The stance of the Lebanese government centres on drawing a distinction between the ‘right to national resistance’ and ‘terrorism’. In a storm of public statements since the release of Washington’s list, government officials, including president Emile Lahoud and prime minister Rafiq al-Hariri, have been stressing the importance of this distinction and emphasising that armed resistance against Israeli occupation is a legitimate right. “We would have preferred that the lists we received label Israel as a terrorist state,” president Lahoud said. “But regrettably there are double standards in looking at things. They make a dove of a territory’s occupier and a terrorist of he who resists.”

Parliament speaker Nabih Berri held a meeting with Vincent Battle, US ambassador to Lebanon. The ambassador emerged from the meeting to reiterate that his country will not rescind its “request for cooperation in freezing financial assets,” indicating that Washington was not satisfied with Lebanon’s position. But Berri said that he made it clear to the American diplomat that “Lebanon rejects the so-called terrorist list.” He added: “We clearly noticed that he [the ambassador] adopted the Israeli point of view. The least we can say is that this stand goes against the resistance, the intifada and all Arabs, while it is supportive of terrorism.”
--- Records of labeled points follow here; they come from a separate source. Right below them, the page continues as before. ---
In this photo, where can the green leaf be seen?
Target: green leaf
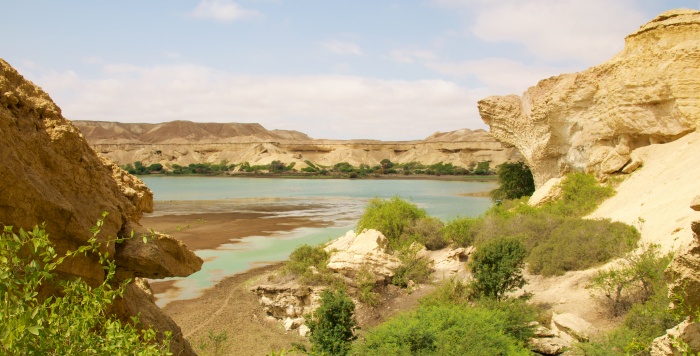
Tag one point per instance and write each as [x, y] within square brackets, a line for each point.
[34, 329]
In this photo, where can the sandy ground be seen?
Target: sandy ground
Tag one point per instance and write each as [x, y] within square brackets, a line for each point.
[656, 199]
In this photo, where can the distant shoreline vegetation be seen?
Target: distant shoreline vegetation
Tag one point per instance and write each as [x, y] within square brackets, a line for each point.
[385, 168]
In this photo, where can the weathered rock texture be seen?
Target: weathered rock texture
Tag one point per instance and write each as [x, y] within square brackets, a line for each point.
[184, 142]
[592, 120]
[352, 253]
[51, 175]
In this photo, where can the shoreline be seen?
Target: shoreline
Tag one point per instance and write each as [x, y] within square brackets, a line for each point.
[460, 178]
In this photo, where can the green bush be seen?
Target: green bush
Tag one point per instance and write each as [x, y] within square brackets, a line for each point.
[427, 231]
[497, 267]
[515, 180]
[412, 267]
[365, 287]
[75, 322]
[392, 218]
[301, 261]
[442, 330]
[460, 231]
[577, 244]
[333, 324]
[581, 194]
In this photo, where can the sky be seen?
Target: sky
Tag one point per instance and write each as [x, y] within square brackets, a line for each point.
[335, 69]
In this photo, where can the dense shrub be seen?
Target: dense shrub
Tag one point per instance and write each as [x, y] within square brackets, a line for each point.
[576, 244]
[461, 231]
[412, 268]
[427, 231]
[497, 267]
[76, 322]
[515, 180]
[639, 288]
[443, 330]
[581, 194]
[392, 218]
[301, 261]
[333, 324]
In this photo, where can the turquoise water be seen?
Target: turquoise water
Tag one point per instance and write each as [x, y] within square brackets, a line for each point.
[338, 201]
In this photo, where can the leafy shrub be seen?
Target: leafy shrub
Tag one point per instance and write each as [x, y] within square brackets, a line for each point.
[460, 231]
[442, 330]
[72, 323]
[412, 268]
[301, 261]
[392, 218]
[515, 180]
[577, 244]
[428, 232]
[497, 267]
[636, 280]
[365, 287]
[581, 194]
[332, 325]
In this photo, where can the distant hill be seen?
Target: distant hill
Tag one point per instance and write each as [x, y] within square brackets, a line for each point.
[185, 142]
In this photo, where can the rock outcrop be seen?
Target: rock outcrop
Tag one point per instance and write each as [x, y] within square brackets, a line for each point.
[184, 142]
[352, 253]
[592, 121]
[51, 175]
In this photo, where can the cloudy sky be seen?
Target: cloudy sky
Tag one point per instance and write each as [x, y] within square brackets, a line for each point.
[340, 69]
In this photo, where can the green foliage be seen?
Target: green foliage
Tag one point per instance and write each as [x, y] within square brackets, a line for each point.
[636, 280]
[213, 344]
[412, 267]
[301, 261]
[581, 194]
[76, 321]
[576, 244]
[333, 324]
[497, 267]
[392, 218]
[427, 231]
[515, 180]
[460, 231]
[637, 287]
[365, 288]
[483, 168]
[443, 330]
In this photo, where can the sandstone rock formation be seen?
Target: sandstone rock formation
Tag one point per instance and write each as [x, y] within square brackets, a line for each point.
[51, 175]
[592, 121]
[183, 142]
[351, 253]
[679, 340]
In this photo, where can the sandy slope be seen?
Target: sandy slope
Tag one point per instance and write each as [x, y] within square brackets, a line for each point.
[660, 193]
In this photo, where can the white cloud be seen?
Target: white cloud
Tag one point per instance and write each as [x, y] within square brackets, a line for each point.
[342, 47]
[410, 56]
[589, 31]
[500, 75]
[323, 106]
[222, 10]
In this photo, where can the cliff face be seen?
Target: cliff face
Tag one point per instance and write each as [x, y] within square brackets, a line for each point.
[591, 121]
[184, 142]
[51, 175]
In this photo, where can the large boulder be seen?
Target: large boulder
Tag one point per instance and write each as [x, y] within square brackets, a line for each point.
[51, 175]
[591, 121]
[352, 253]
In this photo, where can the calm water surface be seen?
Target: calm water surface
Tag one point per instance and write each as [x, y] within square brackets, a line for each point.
[340, 202]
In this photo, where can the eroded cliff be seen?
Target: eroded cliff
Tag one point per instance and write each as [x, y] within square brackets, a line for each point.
[184, 142]
[592, 121]
[51, 175]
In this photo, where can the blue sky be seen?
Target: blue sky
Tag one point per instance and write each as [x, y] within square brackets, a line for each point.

In rejecting the US demand, Lebanese officials have used arguments rooted in international law. They have pointed out that the demand was made by the US and not by the UN. Speaking to the press after meeting a French parliamentary delegation on November 13, prime minister Hariri said: “The United Nations is at the front line in these sorts of problems. No state can unilaterally draw and impose any sort of list.”
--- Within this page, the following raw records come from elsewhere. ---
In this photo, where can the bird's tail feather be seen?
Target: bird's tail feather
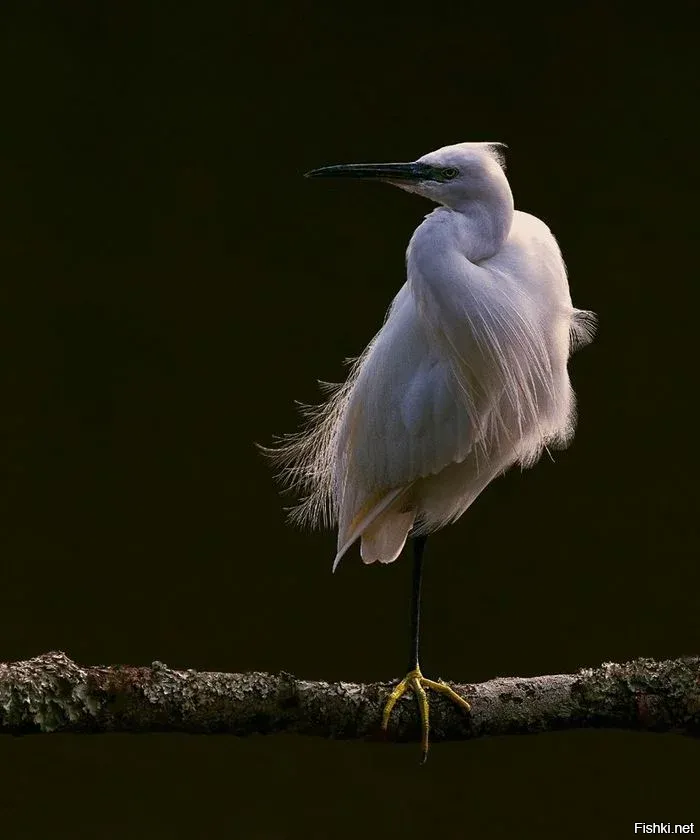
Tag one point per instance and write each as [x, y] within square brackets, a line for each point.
[385, 538]
[387, 506]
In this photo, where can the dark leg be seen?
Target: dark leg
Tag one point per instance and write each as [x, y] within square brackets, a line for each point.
[418, 549]
[414, 680]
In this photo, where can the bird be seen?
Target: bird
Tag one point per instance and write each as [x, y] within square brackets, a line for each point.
[466, 377]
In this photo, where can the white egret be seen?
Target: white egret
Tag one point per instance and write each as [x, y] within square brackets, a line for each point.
[467, 376]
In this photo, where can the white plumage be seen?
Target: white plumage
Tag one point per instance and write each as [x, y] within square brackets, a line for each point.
[467, 376]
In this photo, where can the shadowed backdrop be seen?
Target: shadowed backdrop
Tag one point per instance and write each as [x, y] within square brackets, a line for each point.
[170, 284]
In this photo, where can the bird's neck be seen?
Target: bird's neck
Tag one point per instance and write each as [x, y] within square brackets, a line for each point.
[484, 223]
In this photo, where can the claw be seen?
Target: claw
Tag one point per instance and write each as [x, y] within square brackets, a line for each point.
[418, 683]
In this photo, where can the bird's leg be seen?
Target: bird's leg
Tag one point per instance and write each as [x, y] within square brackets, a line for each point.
[414, 679]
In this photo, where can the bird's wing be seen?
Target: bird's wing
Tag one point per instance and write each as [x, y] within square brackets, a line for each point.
[402, 419]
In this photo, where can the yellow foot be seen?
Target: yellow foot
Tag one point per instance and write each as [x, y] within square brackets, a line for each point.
[418, 683]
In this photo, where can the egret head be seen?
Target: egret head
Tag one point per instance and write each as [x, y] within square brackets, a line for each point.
[453, 175]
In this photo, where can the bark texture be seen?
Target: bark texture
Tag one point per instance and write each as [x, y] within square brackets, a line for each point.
[51, 693]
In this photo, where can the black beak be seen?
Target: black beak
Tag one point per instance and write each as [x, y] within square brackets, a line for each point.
[374, 171]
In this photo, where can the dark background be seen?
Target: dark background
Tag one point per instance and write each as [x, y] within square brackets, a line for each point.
[170, 285]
Officials at the Lebanese Central Bank argue that they consider the request non-binding as it was not included in UN Security Council Resolution 1373 on combatting terrorism. Adopted unanimously on September 28, the resolution says that all countries should work to prevent and suppress the financing of terrorism, as well as to criminalize the deliberate provision or collection of funds for such acts. The resolution also calls on states to freeze the financial assets of those who commit, attempt to commit, or facilitate terrorist acts. Lebanese officials have also noticed the absence of a bilateral agreement between Lebanon and the US that lays down conditions for the freezing of bank-accounts at the re

At a meeting of the parliament’s joint committees on November 8, Lebanese lawmakers moved to buttress the legality of the country’s position. They argued that the US itself had indirectly recognised the legitimacy of Hizbullah’s resistance against the Israeli occupation when it presided over the 1996 April Understanding and its subsequent Monitoring Group, of which Lebanon was a party, along with Israel, France and Syria. The Understanding established a moratorium on attacks on civilian targets by either Israel and its proxies or the resistance. Hizbullah’s secretary-general hinted at the April Understanding in a speech on November 18 saying: “There are a lot of important points in the April agreement, chiefly the recognition by the international community and the United States of the right to armed resistance in Lebanon.”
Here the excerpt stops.